LA HUERTA MEDITERRANEA.


En el infierno todo decanta hacía un cubeto sumergido a no sé que cota, pero sé que es muy negativa, está debajo de todo lo que vive. Todos los detritos que no son sólidos van allí, y una bomba sumergida con filtro de tupido ancho los chupa y los eleva hacía la vida, y de allí van a una acequia de nivel para distribuirse por aquella red de venas sobre la tierra, eso quiere decir que las raíces de los pimientos, alcachofas, tomates, acelgas, naranjos están alimentándose de esos jugos. Yo a Satanás lo he visto muchas veces probando una endivia, cortándola con un cuchillo de Albacete, mientras se agitaba el meñique para que se descolgase un Durex sensitivo, otras veces he visto al primo de San Miguel Arcángel (el torcido) pinchándose en la vena con un rosal borbonia, crecido en las lindes donde los tomates cherrys son bolitas rojas como los huevos de un babuino en celo.

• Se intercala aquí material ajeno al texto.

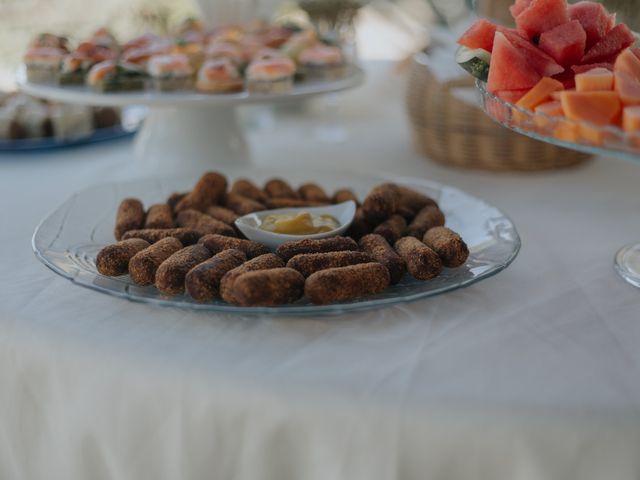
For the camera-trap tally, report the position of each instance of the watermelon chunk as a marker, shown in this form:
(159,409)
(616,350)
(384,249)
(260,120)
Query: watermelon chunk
(541,16)
(565,43)
(608,48)
(509,68)
(519,7)
(479,35)
(540,61)
(585,68)
(593,17)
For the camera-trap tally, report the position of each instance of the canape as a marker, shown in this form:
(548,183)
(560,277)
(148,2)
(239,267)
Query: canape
(43,64)
(50,40)
(74,68)
(170,72)
(138,56)
(104,38)
(298,42)
(273,75)
(110,76)
(219,76)
(227,50)
(193,50)
(322,62)
(268,53)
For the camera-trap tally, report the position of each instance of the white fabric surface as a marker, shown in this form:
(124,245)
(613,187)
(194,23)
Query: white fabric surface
(532,374)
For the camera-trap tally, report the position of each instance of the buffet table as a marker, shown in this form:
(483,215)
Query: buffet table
(532,374)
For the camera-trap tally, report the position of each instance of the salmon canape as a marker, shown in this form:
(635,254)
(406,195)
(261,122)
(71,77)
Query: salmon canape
(298,42)
(322,62)
(138,56)
(170,72)
(268,53)
(74,68)
(276,37)
(219,76)
(77,63)
(111,76)
(104,38)
(43,64)
(228,50)
(193,50)
(272,75)
(50,40)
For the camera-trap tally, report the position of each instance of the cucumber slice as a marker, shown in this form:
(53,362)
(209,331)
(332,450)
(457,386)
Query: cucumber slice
(475,61)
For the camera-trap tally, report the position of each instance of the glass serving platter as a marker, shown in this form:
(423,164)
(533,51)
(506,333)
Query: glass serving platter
(68,240)
(582,136)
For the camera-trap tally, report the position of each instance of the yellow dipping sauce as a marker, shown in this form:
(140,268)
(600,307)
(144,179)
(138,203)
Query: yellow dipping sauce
(303,223)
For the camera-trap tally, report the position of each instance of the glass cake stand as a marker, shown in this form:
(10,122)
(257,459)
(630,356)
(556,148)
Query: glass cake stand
(188,132)
(581,136)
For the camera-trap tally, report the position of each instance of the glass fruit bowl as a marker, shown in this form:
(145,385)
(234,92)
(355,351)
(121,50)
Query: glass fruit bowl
(598,140)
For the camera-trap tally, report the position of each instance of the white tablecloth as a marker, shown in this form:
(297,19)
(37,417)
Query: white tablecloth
(532,374)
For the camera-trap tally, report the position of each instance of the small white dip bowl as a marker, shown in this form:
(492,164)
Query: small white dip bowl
(249,224)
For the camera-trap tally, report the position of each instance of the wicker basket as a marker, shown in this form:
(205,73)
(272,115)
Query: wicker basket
(450,131)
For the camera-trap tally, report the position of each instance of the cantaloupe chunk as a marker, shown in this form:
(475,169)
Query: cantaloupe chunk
(598,79)
(631,124)
(552,108)
(627,62)
(594,135)
(558,95)
(599,108)
(540,93)
(567,131)
(627,88)
(631,119)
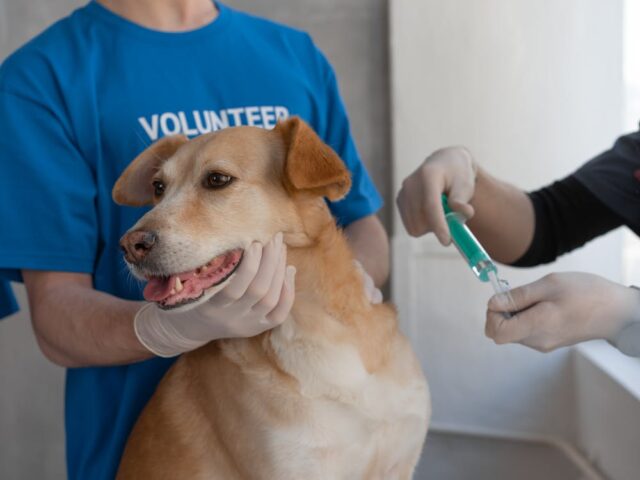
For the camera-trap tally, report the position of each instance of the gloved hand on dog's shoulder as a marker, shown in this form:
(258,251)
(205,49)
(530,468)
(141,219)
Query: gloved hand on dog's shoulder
(257,298)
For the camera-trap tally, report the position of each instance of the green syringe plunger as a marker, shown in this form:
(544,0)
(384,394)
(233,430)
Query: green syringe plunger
(467,244)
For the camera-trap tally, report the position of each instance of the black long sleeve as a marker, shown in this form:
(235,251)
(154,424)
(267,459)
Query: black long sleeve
(567,216)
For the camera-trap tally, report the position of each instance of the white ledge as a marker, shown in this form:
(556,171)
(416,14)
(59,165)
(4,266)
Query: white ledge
(622,369)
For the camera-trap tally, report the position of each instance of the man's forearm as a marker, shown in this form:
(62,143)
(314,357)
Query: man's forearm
(504,220)
(77,326)
(370,244)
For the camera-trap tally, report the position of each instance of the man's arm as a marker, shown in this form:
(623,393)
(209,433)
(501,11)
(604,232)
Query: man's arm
(77,326)
(370,244)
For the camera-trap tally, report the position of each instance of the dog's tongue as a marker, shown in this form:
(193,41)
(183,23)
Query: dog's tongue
(158,288)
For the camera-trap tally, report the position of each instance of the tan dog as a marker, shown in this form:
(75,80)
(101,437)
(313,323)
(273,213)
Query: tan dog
(336,391)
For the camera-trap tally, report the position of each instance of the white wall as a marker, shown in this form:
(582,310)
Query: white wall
(533,88)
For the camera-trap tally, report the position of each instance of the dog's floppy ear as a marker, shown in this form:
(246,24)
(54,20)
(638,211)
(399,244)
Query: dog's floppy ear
(310,164)
(134,186)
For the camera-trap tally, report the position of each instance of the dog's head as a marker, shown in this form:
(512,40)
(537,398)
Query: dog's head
(213,196)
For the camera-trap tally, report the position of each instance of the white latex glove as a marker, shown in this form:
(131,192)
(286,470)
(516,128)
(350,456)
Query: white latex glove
(563,309)
(450,170)
(258,297)
(373,293)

Al infierno se decanta todo, desde los doscientos mililitros de flujos que sorbemos todos los días y escupimos por la taza del dentista, hasta los que dejamos olvidados en la mansa inclinación del periné. Todo muy variopinto.
Pues yo estaba allí abajo controlando el nivel de la bomba, eran dos en stand-by con un flotador en forma de huevo de elefante, cogido por una tanza de nylon, usado por el administrador del diablo para pescar tiburones en las costas de Luanda, en donde los cerdos americanos tienen un estercolero. Quiero decir que estaba allí en el turno de mañana para que la densidad putrefacta no llegase a la marca amarilla y el flotador no se quedase atascado.

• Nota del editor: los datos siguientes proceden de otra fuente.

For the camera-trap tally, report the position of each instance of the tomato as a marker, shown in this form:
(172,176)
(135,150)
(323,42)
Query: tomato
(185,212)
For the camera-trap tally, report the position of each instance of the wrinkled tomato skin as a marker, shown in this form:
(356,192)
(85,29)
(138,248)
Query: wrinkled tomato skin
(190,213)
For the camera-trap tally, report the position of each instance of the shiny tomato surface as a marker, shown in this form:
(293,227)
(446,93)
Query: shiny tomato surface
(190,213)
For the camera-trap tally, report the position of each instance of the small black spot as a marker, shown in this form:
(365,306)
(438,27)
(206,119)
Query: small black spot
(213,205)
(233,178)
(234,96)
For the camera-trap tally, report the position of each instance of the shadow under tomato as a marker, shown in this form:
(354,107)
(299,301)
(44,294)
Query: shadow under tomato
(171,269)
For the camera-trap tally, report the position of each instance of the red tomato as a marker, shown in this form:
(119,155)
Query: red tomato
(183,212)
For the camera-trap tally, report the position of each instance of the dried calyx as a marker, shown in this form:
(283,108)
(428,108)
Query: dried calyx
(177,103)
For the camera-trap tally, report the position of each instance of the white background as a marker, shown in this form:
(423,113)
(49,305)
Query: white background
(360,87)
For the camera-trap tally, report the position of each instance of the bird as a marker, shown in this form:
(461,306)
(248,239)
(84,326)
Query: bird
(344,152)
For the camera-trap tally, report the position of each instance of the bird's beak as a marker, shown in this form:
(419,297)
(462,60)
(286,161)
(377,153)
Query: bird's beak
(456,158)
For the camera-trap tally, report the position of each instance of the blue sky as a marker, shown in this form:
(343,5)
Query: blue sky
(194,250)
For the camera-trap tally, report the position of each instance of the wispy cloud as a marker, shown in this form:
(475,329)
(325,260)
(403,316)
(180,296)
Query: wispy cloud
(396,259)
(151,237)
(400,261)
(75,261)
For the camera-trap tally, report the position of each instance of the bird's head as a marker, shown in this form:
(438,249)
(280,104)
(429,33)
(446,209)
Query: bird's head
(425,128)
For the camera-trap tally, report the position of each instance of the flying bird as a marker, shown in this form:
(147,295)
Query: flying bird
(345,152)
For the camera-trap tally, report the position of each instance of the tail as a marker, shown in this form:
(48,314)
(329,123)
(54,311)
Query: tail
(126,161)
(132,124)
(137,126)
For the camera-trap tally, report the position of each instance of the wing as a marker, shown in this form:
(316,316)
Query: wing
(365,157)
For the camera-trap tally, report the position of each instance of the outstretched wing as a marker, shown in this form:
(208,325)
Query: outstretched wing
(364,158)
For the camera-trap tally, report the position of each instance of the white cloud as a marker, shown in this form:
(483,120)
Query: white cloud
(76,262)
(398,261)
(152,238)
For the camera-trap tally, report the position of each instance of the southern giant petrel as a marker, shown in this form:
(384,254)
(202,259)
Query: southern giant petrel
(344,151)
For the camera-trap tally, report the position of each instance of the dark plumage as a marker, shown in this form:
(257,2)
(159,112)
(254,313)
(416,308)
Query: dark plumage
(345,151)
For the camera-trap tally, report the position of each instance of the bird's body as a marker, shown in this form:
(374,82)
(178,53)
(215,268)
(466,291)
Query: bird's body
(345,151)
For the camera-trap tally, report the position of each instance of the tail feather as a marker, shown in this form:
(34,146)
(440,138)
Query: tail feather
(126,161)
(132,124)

A eso de las diez vino Berenice, un ángel desplumado de alas tocado con una gorra de Goodyear, y sin sacarse el dedo del culo, me dio la orden de que el filtrado debía ser menos espeso, y a eso voy, como se puede hacer esto, enviar a la superficie sólidos, con un riesgo potencial de obturación en los piñones de la bomba de achique.

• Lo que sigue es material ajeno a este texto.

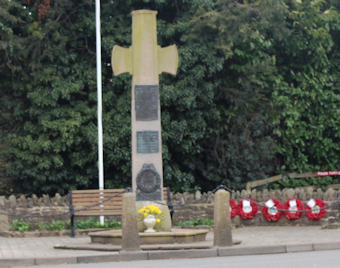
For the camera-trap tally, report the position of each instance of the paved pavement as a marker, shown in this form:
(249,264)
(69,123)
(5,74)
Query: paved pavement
(255,240)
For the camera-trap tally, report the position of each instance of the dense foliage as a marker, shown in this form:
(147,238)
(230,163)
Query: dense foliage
(257,91)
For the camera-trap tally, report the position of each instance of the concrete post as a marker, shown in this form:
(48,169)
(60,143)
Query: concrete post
(130,236)
(4,223)
(222,221)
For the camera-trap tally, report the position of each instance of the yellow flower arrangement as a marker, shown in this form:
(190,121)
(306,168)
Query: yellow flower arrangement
(151,209)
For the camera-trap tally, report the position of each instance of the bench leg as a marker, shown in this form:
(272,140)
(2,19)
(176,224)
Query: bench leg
(72,226)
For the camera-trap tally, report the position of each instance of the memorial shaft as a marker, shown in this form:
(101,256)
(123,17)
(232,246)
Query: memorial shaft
(145,60)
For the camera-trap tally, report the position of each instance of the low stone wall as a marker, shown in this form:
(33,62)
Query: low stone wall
(41,208)
(200,206)
(187,206)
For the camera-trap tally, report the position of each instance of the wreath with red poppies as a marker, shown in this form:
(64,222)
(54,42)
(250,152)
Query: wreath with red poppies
(317,211)
(249,212)
(233,208)
(289,212)
(273,213)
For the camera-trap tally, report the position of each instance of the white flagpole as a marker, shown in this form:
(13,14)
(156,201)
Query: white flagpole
(99,104)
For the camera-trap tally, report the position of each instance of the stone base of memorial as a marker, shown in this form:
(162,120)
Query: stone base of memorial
(180,236)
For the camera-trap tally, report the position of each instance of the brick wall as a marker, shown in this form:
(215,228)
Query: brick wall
(187,206)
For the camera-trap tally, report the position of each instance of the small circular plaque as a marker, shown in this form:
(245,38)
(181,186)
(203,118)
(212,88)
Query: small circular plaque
(148,179)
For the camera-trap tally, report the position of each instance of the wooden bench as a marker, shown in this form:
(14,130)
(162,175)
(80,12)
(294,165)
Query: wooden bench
(107,202)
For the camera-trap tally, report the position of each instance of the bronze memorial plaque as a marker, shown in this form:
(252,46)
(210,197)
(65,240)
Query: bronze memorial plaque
(148,184)
(147,142)
(146,102)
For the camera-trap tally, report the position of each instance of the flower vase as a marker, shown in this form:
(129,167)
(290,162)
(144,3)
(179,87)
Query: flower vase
(149,222)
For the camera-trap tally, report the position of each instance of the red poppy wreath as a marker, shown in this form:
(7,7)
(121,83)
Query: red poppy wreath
(316,209)
(247,208)
(233,208)
(271,210)
(292,207)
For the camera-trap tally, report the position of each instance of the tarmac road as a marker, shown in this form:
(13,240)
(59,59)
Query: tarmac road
(322,259)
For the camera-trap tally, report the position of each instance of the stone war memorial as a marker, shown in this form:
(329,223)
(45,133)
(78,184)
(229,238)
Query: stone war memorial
(145,60)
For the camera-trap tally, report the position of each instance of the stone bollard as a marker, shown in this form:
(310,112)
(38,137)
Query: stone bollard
(222,221)
(130,236)
(4,223)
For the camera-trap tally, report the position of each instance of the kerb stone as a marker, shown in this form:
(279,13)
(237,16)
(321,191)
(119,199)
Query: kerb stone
(130,236)
(222,221)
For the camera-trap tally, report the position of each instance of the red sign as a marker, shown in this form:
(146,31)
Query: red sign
(328,173)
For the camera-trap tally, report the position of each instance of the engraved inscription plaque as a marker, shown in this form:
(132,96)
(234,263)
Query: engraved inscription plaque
(146,102)
(147,142)
(148,184)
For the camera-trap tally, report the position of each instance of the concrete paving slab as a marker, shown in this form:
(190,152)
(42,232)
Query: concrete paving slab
(98,258)
(259,250)
(15,252)
(299,248)
(180,254)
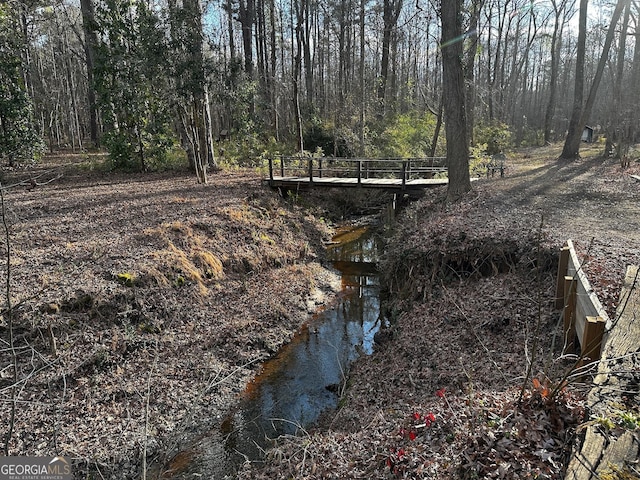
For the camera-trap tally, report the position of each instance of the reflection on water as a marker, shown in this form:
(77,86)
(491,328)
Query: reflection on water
(305,378)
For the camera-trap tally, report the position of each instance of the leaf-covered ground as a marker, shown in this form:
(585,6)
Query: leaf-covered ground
(142,304)
(448,393)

Así que tuve que abrir la compuerta de los lixiviados de dos coma ocho mililitros de espesor y estar atento, sin poder comerme el bocadillo.

Cuando acabé mi jornada ascendí, muy cansado, de la cota menos doscientos veintiocho metros, tardé lo mío en subir los ciento treinta y ocho escalones.
Al relevo le dije que no despreciase nada, ni vísceras ni grumos, todo debería volver a la vida.